3.2.3.Het hof constateert dat geen sprake is van een eiswijziging in de zin van artikel 130 Rv: de conclusie in de appeldagvaarding (afwijzing van de vordering) omvatte immers al (mede) een verzoek tot niet-ontvankelijkverklaring, terwijl voorts een kennelijke verschrijving (een kostenveroordeling ten behoeve van AEB en niet van Icova) werd hersteld. Dit zo zijnde komt het tegen de “eiswijziging” gemaakte bezwaar niet aan de orde.

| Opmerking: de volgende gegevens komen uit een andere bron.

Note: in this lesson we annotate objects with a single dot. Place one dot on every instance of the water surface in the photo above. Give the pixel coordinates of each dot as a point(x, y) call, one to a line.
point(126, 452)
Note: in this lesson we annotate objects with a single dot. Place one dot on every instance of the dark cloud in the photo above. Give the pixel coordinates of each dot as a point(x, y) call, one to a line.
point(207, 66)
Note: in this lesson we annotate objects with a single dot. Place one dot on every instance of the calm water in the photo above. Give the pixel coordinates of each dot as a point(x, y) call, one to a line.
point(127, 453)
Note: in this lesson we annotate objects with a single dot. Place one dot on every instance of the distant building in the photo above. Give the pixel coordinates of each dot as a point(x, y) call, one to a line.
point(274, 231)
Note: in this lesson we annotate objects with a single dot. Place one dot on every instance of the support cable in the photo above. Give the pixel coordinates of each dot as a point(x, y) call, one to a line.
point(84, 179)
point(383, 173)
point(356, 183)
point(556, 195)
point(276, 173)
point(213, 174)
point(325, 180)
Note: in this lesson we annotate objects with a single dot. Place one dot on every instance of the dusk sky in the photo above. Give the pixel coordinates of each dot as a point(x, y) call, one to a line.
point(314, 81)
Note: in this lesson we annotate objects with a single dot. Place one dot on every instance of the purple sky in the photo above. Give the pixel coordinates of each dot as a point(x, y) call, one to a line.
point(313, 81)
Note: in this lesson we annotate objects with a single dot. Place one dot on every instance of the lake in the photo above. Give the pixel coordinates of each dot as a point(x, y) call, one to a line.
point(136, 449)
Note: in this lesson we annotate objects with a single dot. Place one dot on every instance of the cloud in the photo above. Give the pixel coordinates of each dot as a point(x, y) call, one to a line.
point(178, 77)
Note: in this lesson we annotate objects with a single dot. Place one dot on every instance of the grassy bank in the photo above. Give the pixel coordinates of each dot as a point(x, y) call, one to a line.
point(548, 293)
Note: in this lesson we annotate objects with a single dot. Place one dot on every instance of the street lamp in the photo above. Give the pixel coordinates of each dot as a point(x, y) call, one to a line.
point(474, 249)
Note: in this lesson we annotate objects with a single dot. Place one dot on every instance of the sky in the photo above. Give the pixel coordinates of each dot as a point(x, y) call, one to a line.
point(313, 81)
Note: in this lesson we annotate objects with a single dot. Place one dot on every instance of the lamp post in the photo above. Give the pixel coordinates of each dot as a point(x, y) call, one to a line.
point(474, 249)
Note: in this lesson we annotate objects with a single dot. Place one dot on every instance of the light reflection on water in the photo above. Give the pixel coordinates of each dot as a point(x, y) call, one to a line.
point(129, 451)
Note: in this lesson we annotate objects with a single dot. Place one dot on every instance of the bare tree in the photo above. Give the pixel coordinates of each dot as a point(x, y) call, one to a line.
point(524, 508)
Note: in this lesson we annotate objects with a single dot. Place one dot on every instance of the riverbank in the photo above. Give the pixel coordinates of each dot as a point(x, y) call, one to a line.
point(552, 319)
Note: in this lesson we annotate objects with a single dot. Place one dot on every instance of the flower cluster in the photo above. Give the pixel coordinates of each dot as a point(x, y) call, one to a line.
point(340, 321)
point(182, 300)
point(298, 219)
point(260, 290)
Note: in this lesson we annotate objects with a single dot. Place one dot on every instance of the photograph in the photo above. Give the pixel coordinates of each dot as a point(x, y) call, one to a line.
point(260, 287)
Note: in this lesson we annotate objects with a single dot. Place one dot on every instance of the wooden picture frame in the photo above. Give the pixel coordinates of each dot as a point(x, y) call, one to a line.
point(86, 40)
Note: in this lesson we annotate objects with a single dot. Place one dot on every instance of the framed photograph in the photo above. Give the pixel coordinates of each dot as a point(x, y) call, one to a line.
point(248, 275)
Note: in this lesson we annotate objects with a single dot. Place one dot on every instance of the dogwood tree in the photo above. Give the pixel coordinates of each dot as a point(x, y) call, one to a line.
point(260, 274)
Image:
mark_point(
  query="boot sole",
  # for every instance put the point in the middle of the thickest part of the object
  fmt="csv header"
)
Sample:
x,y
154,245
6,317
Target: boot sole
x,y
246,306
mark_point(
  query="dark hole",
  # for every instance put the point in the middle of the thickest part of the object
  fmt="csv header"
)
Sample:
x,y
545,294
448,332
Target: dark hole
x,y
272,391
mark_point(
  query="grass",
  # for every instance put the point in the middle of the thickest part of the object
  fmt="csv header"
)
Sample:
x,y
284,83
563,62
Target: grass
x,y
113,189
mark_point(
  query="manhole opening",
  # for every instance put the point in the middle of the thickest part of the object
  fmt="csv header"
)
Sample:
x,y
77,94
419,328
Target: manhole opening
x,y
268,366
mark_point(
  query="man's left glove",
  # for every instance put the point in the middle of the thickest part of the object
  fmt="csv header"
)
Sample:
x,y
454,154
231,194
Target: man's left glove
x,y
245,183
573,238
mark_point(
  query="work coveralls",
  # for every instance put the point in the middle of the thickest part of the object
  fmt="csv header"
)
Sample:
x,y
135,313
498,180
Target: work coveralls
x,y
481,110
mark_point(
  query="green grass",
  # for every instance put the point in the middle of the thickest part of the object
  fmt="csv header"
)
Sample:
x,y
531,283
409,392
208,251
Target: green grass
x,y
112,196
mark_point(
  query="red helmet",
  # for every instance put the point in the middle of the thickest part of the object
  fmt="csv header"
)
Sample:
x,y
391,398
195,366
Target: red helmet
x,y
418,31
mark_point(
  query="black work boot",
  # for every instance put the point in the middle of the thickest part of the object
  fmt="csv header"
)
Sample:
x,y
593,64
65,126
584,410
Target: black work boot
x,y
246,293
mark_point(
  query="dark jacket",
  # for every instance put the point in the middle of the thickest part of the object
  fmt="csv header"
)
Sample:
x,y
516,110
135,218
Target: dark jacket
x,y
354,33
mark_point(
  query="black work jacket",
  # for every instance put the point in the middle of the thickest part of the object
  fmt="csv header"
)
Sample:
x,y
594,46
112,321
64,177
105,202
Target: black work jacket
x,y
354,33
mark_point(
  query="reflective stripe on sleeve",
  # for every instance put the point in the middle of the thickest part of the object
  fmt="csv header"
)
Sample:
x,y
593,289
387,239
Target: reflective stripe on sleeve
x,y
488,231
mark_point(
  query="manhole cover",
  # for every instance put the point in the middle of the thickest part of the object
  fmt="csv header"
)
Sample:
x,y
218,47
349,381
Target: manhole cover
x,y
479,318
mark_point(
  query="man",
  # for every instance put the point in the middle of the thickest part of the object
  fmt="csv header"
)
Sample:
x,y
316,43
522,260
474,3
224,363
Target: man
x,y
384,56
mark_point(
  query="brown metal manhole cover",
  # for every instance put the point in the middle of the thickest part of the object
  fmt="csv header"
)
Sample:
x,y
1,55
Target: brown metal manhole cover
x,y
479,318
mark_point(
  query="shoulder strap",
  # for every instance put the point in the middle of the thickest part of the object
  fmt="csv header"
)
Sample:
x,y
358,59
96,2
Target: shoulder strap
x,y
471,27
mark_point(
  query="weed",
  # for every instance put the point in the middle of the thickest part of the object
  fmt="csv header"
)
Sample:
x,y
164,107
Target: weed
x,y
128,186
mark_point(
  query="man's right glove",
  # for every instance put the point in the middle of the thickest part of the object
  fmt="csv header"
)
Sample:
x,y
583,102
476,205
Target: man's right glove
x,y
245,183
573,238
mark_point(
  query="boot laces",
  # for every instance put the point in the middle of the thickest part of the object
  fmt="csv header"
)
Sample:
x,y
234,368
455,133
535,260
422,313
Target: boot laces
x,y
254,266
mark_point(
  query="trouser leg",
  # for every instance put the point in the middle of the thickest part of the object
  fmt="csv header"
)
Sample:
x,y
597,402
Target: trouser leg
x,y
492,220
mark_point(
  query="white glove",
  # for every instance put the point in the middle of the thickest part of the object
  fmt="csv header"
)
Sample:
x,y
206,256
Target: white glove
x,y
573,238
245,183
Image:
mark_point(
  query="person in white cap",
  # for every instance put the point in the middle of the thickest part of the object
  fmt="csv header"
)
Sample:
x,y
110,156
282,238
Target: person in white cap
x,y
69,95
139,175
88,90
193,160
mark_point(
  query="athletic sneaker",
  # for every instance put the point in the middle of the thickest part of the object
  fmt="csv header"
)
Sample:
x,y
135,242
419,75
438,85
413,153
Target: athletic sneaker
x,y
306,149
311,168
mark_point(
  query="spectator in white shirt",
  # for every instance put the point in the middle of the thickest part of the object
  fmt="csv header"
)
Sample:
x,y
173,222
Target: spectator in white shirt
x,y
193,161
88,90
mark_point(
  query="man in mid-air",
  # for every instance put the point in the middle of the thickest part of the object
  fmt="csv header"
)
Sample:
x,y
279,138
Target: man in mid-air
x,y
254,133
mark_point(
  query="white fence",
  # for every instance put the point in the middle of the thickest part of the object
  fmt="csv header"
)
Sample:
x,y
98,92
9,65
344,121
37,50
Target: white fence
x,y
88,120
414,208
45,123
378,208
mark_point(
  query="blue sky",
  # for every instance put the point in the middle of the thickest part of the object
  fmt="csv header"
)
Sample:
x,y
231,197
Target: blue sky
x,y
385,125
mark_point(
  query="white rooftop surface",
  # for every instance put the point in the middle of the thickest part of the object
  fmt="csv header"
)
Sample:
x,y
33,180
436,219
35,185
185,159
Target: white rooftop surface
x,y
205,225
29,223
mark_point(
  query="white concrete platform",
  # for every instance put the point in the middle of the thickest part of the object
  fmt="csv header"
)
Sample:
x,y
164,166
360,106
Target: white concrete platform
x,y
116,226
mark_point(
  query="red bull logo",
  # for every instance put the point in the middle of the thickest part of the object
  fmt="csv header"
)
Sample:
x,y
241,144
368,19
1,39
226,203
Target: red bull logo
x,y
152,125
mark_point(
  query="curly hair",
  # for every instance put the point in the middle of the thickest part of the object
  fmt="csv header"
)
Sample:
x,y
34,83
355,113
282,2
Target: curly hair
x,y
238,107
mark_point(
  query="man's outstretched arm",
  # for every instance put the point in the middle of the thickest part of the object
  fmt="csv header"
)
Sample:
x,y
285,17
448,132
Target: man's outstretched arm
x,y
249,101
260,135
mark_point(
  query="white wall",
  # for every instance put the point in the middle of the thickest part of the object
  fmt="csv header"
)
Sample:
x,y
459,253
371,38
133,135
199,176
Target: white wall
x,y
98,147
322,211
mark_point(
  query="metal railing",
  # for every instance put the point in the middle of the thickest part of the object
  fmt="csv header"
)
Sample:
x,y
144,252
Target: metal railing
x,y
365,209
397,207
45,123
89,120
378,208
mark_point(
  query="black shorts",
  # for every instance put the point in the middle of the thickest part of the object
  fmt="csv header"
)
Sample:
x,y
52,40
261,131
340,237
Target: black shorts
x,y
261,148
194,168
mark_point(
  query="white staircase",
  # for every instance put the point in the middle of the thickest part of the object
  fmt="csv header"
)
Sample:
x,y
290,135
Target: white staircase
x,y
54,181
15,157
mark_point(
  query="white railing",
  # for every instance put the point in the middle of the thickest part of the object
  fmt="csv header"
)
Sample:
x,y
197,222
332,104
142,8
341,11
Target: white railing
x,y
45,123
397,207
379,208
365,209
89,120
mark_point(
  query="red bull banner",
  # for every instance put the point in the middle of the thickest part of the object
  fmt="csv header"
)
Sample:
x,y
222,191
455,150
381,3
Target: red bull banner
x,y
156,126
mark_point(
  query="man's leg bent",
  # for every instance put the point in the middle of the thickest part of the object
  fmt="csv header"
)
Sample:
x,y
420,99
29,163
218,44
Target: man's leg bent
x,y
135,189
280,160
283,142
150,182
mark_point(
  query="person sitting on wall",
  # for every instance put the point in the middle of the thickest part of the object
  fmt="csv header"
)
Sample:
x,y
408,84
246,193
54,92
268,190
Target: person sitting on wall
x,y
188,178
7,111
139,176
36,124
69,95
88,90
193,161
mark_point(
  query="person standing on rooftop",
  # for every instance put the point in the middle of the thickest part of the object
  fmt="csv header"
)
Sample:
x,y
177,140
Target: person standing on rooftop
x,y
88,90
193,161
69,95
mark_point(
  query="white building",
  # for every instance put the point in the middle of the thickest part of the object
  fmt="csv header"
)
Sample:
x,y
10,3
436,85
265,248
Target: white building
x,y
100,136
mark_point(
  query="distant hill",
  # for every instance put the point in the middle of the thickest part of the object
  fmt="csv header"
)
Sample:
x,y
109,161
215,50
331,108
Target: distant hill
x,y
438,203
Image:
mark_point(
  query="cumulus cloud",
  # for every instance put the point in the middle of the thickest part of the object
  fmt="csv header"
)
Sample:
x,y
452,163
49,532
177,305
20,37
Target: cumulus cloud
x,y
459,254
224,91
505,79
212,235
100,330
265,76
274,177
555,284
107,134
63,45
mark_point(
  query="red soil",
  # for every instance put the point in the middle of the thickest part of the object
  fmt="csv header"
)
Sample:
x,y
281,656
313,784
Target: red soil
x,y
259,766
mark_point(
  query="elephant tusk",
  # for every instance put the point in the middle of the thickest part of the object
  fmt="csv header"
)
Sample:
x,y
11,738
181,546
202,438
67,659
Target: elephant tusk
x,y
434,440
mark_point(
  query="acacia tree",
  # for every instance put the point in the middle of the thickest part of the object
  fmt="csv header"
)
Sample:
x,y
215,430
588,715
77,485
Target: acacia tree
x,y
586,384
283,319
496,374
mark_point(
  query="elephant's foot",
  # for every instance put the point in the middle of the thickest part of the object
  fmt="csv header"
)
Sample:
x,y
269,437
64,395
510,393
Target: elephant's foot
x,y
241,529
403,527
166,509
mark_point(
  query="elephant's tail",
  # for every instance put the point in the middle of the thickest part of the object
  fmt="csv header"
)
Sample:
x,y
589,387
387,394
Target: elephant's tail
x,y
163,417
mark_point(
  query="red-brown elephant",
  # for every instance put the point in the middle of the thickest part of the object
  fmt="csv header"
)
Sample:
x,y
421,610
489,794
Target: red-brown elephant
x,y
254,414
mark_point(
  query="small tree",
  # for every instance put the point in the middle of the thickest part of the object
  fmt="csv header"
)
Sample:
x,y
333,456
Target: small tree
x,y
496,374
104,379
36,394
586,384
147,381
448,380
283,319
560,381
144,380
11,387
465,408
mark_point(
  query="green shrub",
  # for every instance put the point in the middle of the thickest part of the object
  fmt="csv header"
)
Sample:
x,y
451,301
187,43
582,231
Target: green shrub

3.3.1.Het hof zal eerst de
grieven 3 en 4behandelen omdat deze grieven betrekking hebben op de kern van het geschil tussen partijen, zijnde de uitleg van minimumeis 11 (zie hierboven 3.1.ii). Volgens Icova moet het gestelde onder minimumeis 11 zo worden uitgelegd dat voor de alternatieve locatie uiterlijk op 1 juni 2012 een geldige omgevingsvergunning beschikbaar moet zijn. Van Gansewinkel en AEB daarentegen verdedigen dat de beschikbaarheid van een geldige omgevingsvergunning uitsluitend geldt voor de hoofdlocatie en de tussenopslag en dat voor de alternatieve locatie voldoende is dat geen (privaat- dan wel publiekrechtelijke) belemmering bestaat om vanaf 1 juni 2012 van die inrichting gebruik te maken.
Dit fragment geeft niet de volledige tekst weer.